NYPIRG accuses insurance lobbyists and state government of attempting to paint a picture of risky doctors and out-of-control medical malpractice rates in order to justify a state-run medical care system -- one that NYPIRG claims would "roll back patients' legal rights."

It is only a "tiny percentage" of doctors responsible for the overwhelming share of New York's medical malpractice payments, "yet these doctors' payments have been so massive that they and other losses have drowned the program in more than $500 million in red ink this decade."

"These losses, which state law requires commercial malpractice insurers to absorb on a shared basis, are largely responsible for the insurance companies' current financial problems," according to the report.

The report also accuses the state of failing to monitor doctors properly: "Poor patient safety and negligent oversight of bad doctors are dire problems in New York."

"The state suffers from a chronic recurrence of inexcusable errors, such as surgeries on the wrong limb, surgeries on the wrong patient and leaving foreign materials in patients.
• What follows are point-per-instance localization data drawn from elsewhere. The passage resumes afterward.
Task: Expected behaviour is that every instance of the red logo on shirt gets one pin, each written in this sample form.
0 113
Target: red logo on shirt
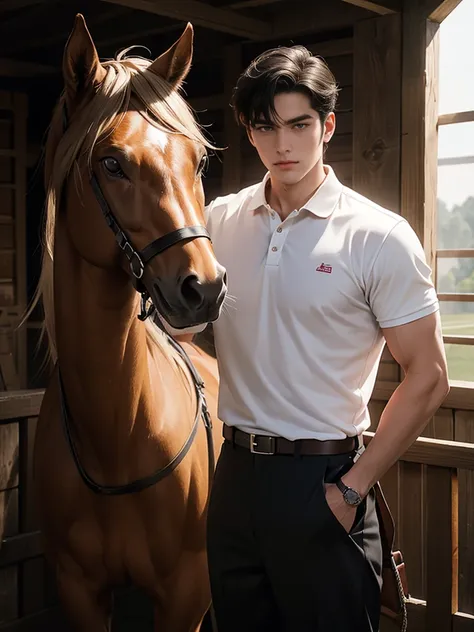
324 268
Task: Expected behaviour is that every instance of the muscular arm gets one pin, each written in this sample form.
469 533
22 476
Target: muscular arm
418 348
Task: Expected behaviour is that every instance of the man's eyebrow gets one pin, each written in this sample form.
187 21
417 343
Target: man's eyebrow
297 119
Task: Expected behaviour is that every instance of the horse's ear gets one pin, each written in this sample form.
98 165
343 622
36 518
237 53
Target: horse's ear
81 65
174 64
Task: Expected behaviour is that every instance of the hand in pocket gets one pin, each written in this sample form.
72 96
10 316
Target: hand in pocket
342 511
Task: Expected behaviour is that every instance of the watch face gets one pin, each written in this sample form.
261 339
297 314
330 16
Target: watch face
352 497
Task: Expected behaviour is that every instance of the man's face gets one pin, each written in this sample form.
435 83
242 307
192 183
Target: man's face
290 150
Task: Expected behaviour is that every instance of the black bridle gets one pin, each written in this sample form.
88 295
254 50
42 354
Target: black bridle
138 260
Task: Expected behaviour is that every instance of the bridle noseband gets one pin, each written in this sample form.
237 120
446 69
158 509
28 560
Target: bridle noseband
138 260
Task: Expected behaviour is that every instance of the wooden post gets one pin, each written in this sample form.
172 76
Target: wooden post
376 129
419 124
231 166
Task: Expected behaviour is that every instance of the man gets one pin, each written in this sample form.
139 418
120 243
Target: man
319 278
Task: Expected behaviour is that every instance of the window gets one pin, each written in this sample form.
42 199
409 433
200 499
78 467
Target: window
455 230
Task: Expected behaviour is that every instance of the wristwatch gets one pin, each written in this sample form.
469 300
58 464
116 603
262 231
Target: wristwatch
351 496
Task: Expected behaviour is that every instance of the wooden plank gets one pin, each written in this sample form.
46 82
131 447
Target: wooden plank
345 100
456 117
419 147
464 431
438 10
20 404
463 622
316 17
461 394
9 456
21 547
339 148
9 5
411 532
33 589
442 547
29 519
386 7
51 620
377 93
20 102
213 102
17 68
9 515
8 594
231 176
201 14
427 451
342 68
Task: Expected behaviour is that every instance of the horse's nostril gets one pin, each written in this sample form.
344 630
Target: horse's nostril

More than 550 deaths per year have been logged in the state's adverse incident reporting system, which itself is notoriously incomplete."

"Cashing in patients' legal rights for a state-run fund has proven to be a bankrupt idea," said Art Levin, director of the Center for Medical Consumers.

The report recommends that the state restore the nearly $700 million to the high-risk doctors' insurance fund; set an annual inflation-based minimum level for malpractice insurance increases, protecting against the boom-bust cycle; appoint a task force to recommend dramatic steps in improving patient safety; and keep a closer eye on high-risk doctors.